We investigated in a porcine model of anhepatic acute liver failure (ALF), the value of two parameters describing cerebrovascular autoregulatory capacity, pressure reactivity index (PRx) and brain tissue oxygen pressure reactivity (ORx), regarding their power to predict the development of intracranial hypertension.

Methods

In six pigs, hepatectomy was performed. Only one animal was sham operated.
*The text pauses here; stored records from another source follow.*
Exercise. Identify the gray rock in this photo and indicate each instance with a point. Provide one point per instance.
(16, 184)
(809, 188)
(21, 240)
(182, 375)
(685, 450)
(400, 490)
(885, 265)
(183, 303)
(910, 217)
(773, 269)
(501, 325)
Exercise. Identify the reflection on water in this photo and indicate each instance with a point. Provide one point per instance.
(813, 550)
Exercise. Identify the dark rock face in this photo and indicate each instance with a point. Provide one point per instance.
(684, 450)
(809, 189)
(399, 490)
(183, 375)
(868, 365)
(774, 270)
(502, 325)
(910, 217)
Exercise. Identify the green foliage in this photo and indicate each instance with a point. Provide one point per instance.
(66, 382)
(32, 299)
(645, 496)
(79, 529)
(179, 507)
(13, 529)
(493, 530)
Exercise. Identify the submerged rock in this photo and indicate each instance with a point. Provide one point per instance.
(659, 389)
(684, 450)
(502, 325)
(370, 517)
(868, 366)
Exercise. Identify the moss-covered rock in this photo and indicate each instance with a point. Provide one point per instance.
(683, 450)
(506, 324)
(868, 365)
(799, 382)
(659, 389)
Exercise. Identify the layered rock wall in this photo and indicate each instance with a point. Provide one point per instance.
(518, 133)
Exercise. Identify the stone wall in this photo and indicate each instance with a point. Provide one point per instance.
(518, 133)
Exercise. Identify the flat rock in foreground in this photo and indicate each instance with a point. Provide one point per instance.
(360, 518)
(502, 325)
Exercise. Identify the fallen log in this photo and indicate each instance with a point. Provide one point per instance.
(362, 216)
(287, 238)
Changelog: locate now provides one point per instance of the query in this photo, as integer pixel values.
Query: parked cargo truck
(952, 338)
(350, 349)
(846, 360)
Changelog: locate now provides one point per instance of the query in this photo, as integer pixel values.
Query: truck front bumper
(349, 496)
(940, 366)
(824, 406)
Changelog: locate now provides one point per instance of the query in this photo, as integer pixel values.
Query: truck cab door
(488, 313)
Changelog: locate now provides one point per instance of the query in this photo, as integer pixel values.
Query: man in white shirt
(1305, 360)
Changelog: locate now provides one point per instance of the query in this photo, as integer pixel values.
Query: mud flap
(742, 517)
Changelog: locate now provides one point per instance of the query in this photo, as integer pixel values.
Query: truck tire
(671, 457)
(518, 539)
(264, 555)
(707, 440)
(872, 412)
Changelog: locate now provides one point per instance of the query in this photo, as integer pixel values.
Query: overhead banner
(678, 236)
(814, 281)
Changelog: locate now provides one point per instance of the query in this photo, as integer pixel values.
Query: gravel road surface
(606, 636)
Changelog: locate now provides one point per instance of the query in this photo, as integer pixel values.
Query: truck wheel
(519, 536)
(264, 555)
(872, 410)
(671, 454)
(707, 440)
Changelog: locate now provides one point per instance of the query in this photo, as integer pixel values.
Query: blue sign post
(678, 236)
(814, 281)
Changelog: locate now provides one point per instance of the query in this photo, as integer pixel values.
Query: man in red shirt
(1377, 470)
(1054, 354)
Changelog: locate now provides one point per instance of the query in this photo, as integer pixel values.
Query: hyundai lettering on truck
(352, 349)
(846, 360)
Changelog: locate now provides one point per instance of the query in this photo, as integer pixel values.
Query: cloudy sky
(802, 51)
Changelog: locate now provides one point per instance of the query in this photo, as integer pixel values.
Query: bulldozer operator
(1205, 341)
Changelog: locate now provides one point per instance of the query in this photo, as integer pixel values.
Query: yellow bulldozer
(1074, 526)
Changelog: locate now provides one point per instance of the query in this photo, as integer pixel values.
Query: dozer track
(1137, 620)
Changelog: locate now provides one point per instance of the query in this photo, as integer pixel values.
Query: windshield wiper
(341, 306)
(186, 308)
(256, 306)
All animals received neuromonitoring including arterial blood pressure, intracranial pressure (ICP), and brain tissue partial oxygen pressure (PbrO2). The average time of neuromonitoring was 31.0 h. Cerebral perfusion pressures (CPP), cerebrovascular pressure reactivity index (PRx) and brain tissue oxygen reactivity index (ORx) were calculated.

Results

Perioperative disturbance of AR improved within 4 h after surgery. From 6 to 16 h post hepatectomy, ICP did slowly increase by 4 mmHg from baseline; CPP remained stable around 40 mmHg. PRx and ORx, however, indicated in this period a progressive loss of AR, reflected in a decrease of PbrO2 despite unchanged CPP. Beyond 16 h, ICP rose quickly. At CPP levels below 35 mmHg, PbrO2 fell to ischemic levels.

Conclusions

The loss of cerebrovascular autoregulatory capacity, indicated by a rise of PRx and ORx precedes the final crisis of uncontrollable intracranial hypertension in this animal model by hours. During this phase cerebral blood flow, as reflected in tissue oxygenation, deteriorates despite unchanged CPP. Monitoring of AR during ALF therefore seems to carry the power to identify a risk for development of critical CBF and intracranial hypertension.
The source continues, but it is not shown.